Self-talk, as used by our clients, is the act of taking charge of one’s thoughts. Rather than allowing automatic thoughts to run through their mind unchecked and unchallenged, they “self-talk” to think sensibly and rationally about the situation they are in, and to thoughtfully consider the best way to react. It is a type of analytic thinking. Self-talk is a skill, like riding a bicycle or hitting a curve ball, which takes time and practice to develop. It is an essential skill for abusive clients. The more effective clients become at self-talk, the more control they report over their behavior and emotional life.
Of course, some clients argue that they cannot help the way they feel or the way they think. This most often occurs early in the counseling process. They point to the selfish, unfair, or provoking behavior of their partners and say they cannot help being angry and aggressive. They believe that their anger and abuse is beyond their control. “If you believe that,” I often say, “you’re fooling yourself. While it is true that many things influence your feelings, they are never totally beyond your control. As long as you have the power to choose one thought over another thought, you have tremendous control over feelings like anger. In fact, your greatest freedom, a freedom that no one can ever take away from you, is the freedom to choose your thoughts, and hence your attitude, in any situation.”

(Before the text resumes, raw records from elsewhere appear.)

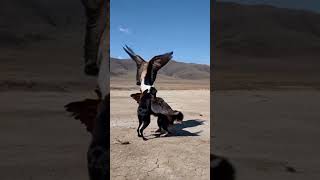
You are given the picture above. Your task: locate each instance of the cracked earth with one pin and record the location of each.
(183, 156)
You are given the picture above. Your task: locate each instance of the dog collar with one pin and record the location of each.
(144, 87)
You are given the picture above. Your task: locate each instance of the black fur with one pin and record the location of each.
(150, 104)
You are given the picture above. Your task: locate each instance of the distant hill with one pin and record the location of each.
(174, 69)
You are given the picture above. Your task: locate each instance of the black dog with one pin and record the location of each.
(150, 104)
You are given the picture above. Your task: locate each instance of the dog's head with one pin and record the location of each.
(147, 71)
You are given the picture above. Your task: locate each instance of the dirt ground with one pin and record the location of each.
(268, 134)
(183, 156)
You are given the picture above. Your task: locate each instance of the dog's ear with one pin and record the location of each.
(139, 60)
(159, 61)
(136, 97)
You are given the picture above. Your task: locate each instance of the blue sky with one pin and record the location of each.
(153, 27)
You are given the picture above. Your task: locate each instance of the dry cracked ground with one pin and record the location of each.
(183, 156)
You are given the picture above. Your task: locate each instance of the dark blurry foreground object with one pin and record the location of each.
(221, 168)
(95, 26)
(94, 113)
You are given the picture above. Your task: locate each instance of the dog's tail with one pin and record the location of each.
(177, 115)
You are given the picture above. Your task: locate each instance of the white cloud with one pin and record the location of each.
(124, 30)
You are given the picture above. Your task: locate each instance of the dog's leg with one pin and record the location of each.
(140, 123)
(146, 122)
(159, 121)
(165, 124)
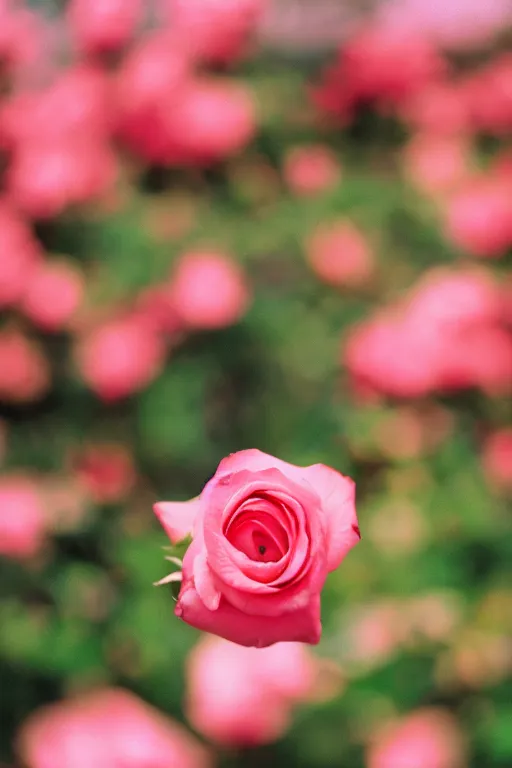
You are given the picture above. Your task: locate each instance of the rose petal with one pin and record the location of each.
(254, 631)
(177, 518)
(204, 582)
(337, 494)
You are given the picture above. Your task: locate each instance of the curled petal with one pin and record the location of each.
(253, 631)
(177, 518)
(337, 494)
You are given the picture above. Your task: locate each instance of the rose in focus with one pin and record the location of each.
(265, 534)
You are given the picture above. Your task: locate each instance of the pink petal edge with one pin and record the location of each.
(177, 518)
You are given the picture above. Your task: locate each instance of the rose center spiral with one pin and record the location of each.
(259, 535)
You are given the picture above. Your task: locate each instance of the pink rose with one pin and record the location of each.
(244, 696)
(109, 727)
(22, 517)
(53, 294)
(120, 357)
(265, 535)
(427, 738)
(101, 26)
(311, 169)
(208, 290)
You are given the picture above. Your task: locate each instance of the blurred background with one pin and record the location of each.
(280, 224)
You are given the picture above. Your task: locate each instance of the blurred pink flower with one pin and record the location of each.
(24, 371)
(436, 164)
(106, 471)
(22, 517)
(120, 357)
(310, 169)
(22, 38)
(340, 254)
(460, 25)
(244, 696)
(446, 335)
(426, 738)
(208, 290)
(103, 26)
(216, 31)
(497, 458)
(213, 119)
(20, 253)
(53, 294)
(109, 727)
(379, 65)
(478, 216)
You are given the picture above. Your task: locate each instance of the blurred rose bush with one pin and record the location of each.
(207, 245)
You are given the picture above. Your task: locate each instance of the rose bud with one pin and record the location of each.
(208, 290)
(265, 534)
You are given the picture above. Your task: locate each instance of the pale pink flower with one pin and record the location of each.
(244, 696)
(340, 254)
(426, 738)
(24, 373)
(120, 357)
(22, 517)
(208, 289)
(53, 294)
(109, 728)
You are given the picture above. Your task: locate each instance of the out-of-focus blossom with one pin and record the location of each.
(436, 615)
(120, 357)
(22, 519)
(24, 372)
(381, 66)
(106, 471)
(22, 39)
(340, 254)
(245, 696)
(478, 217)
(440, 108)
(213, 119)
(109, 727)
(399, 529)
(426, 738)
(408, 432)
(497, 458)
(53, 294)
(20, 254)
(208, 290)
(103, 26)
(310, 169)
(460, 25)
(3, 440)
(446, 335)
(147, 89)
(215, 31)
(76, 103)
(489, 95)
(436, 164)
(44, 179)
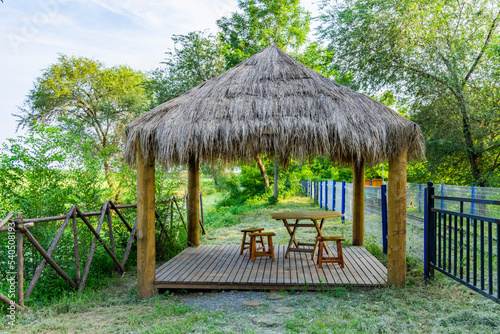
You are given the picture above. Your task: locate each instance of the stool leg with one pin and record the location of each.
(271, 247)
(243, 242)
(320, 254)
(252, 248)
(339, 251)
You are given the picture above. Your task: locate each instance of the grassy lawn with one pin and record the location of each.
(439, 306)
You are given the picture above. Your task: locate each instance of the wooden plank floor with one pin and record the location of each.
(222, 267)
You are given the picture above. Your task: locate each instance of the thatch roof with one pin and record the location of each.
(272, 103)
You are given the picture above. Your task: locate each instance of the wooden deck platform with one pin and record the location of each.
(222, 267)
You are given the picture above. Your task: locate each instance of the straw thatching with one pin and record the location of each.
(272, 103)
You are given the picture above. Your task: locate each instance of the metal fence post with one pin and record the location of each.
(473, 205)
(326, 195)
(320, 194)
(442, 194)
(333, 195)
(419, 197)
(429, 232)
(343, 201)
(383, 198)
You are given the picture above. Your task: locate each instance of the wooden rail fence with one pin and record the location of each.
(22, 226)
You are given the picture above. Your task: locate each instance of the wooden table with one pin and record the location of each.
(313, 216)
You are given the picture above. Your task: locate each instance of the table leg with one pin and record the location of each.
(292, 239)
(320, 234)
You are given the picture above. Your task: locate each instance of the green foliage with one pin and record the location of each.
(196, 58)
(87, 99)
(260, 24)
(441, 60)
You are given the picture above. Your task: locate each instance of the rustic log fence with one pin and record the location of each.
(22, 226)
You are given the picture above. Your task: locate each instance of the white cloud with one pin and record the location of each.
(131, 32)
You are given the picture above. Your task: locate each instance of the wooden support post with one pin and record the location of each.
(202, 221)
(145, 224)
(396, 226)
(20, 261)
(358, 204)
(193, 214)
(112, 240)
(77, 251)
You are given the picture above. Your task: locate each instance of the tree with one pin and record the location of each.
(85, 98)
(438, 57)
(260, 24)
(196, 58)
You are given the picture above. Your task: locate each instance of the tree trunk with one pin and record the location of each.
(472, 152)
(262, 171)
(276, 170)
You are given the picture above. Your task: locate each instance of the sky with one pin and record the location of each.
(116, 32)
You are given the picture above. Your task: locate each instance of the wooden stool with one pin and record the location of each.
(253, 247)
(246, 245)
(333, 259)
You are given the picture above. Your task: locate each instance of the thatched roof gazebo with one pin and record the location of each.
(272, 103)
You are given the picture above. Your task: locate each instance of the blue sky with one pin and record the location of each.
(116, 32)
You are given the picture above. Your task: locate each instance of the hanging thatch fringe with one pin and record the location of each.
(272, 103)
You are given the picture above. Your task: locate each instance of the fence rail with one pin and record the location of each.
(463, 246)
(22, 226)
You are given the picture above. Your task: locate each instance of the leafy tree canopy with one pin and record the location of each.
(195, 58)
(84, 97)
(260, 24)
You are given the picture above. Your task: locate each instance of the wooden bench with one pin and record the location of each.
(331, 259)
(245, 244)
(254, 252)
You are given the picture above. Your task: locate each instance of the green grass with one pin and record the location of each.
(437, 306)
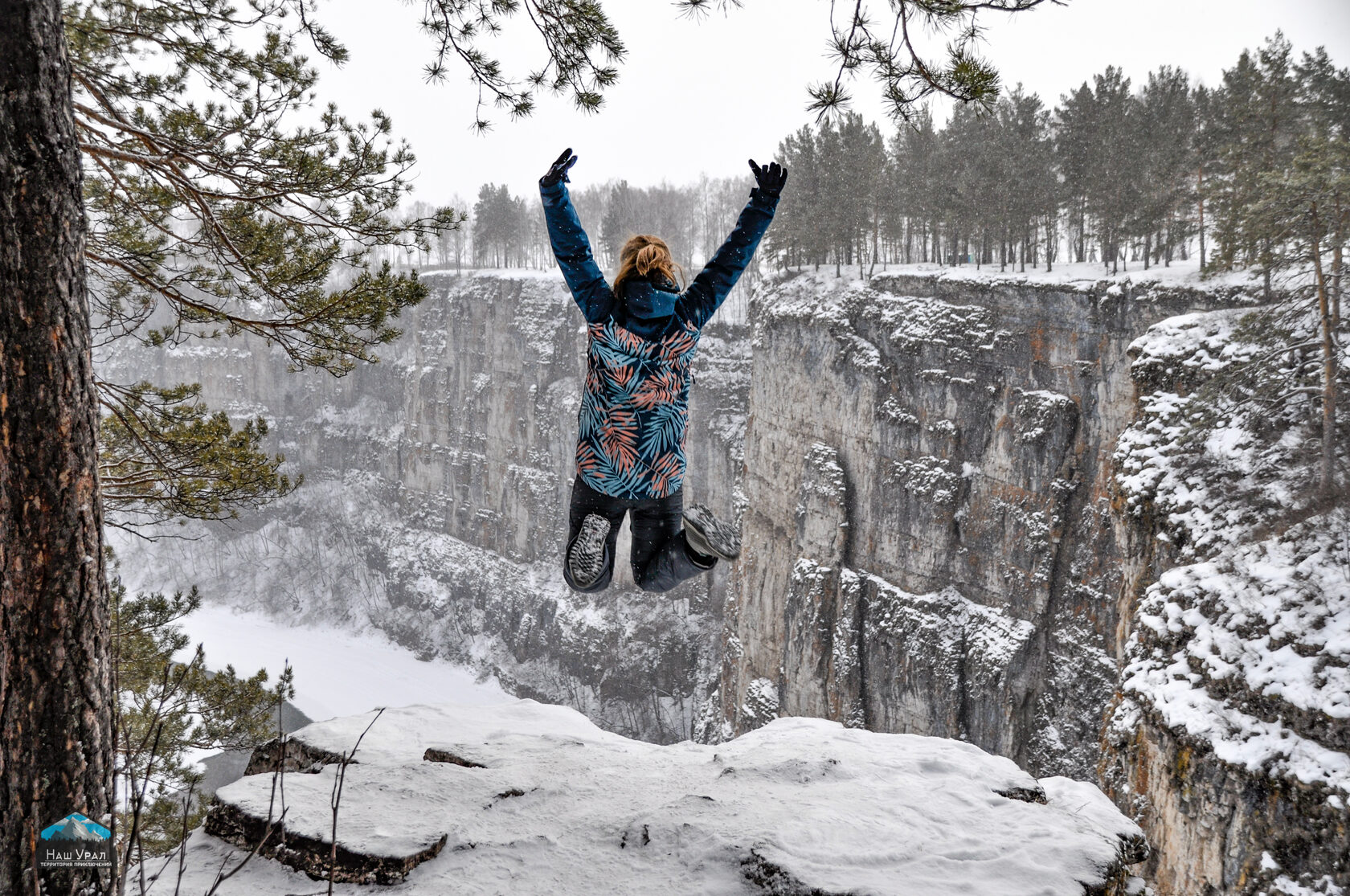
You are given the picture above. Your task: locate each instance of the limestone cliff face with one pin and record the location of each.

As clients become skillful at self-talk, they develop greater direction over their anger and behavior. Maintaining a cognitive-behavioral approach, I encourage clients to self-talk when tension starts to rise. “Let me remind you,” I tell them, “that anger (or other feelings such as jealousy, frustration, and resentment) is caused by what goes on between your ears, not what goes on around you. Stop trying to control what is going on around you, and start controlling what is going on in your own head! When automatic thoughts start to invoke anger, use self-talk to regain your composure, reduce anger to manageable levels, and stay in The Box.”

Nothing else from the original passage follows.